The league held its inaugural draft on 7 December 2023 at the Estadio Alfredo Harp Helú in Mexico City. A total of 120 players were picked by the six LMS teams, amongst them players such as Stefanía Aradillas (who represented Mexico at the 2020 Summer Olympics) and Yuruby Alicart (who was part of the Venezuelan squad at the 2008 Summer Olympics and the 2013 World Games, where she was a silver medalist).
Players from Mexico, United States, Cuba, Venezuela and Colombia were part of the league's first professional softballers. In January 2024, New Era was announced as the league's official cap and uniforms supplier for all the six teams.

The inaugural Mexican Softball League season was presented on 22 January 2024 and it opened on 25 January 2024, immediately attracting huge crowds. The match between Sultanes and El Águila at the Estadio de Beisbol Monterrey was attended by 13,408 spectators, while 2,500 people attended the Estadio Domingo Santana for the Bravos–Charros game.

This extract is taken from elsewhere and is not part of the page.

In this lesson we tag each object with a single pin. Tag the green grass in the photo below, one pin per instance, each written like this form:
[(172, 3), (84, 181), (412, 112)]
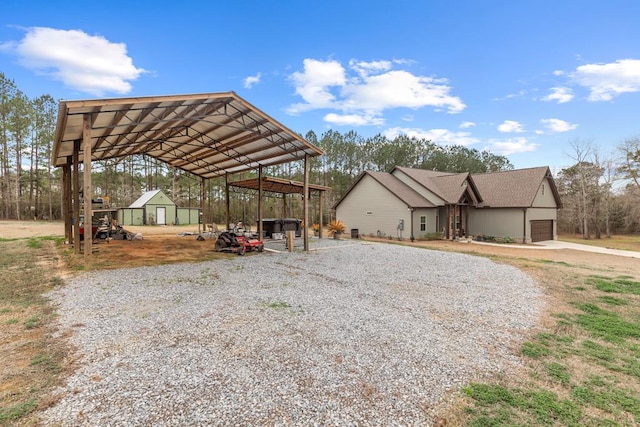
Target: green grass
[(24, 316), (17, 411), (585, 371)]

Charros de Jalisco became the first LMS winners, defeating Sultanes de Monterrey in the 2024 Serie de la Reina 3 games to 1. Charros' pitcher Yeraldine Carrión was awarded as the most valuable player of the championship series.

In October 2024, El Águila de Veracruz signed Maxime van Dalen, who became the first Dutch player to play in the league.

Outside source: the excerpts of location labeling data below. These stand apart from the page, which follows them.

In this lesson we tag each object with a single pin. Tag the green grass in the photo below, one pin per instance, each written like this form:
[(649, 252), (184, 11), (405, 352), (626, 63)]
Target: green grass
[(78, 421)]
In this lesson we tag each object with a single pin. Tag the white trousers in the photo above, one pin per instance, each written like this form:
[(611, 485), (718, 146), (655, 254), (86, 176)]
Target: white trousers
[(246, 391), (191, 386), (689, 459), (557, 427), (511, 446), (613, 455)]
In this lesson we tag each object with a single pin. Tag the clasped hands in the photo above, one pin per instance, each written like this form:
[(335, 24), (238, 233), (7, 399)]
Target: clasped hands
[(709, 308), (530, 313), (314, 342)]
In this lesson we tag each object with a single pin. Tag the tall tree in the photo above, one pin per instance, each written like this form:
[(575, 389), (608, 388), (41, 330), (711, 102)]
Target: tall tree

On 22 October 2024 two new teams joined the league ahead of the 2025 season, Algodoneros de Unión Laguna and Naranjeros de Hermosillo.

==Teams==

| Team | City | Stadium | Capacity | Founded |
|---|---|---|---|---|
| Algodoneros de Unión Laguna | Coahuila Torreón, Coahuila | Estadio de la Revolución | 7,689 | 2024 |
| Bravos de León | Guanajuato León, Guanajuato | Estadio Domingo Santana TV4 | 6,500 | 2023 |
| Diablos Rojos del México | Mexico City Iztacalco, Mexico City | Estadio Alfredo Harp Helú | 20,062 | 2023 |
| El Águila de Veracruz | Veracruz Veracruz, Veracruz | Estadio Universitario Beto Ávila | 7,319 | 2023 |
| Naranjeros de Hermosillo | Sonora Hermosillo, Sonora | Estadio Fernando Valenzuela | 16,000 | 2024 |
| Olmecas de Tabasco | Tabasco Villahermosa, Tabasco | Estadio Centenario Orsan | 6,600 | 2023 |
| Sultanes de Monterrey | Nuevo León Monterrey, Nuevo León | Walmart Park | 21,803 | 2023 |

==Champions==

| Team | Champions | Runners-up | Winning seasons | Runners-up seasons |
|---|---|---|---|---|
| Sultanes de Monterrey | 1 | 2 | 2026 | 2024, 2025 |
| Diablos Rojos del México | 1 | 1 | 2025 | 2026 |
| Charros de Jalisco | 1 | 0 | 2024 | – |

==Salaries==
Players in the LMS have a monthly salary of $18000 Mexican pesos (roughly equivalent to $1055 USD), while elite players (more experienced or foreign players) can earn up to $51000 pesos per month (approximately $2900).

==Media coverage==
===Television===
Fox Sports and ESPN Deportes broadcast the majority of the LMS regular season games as well as the complete championship series.

===Internet===
Claro Sports and GameTime, a streaming platform owned by the World Baseball Softball Confederation, stream all the LMS regular season and playoffs games.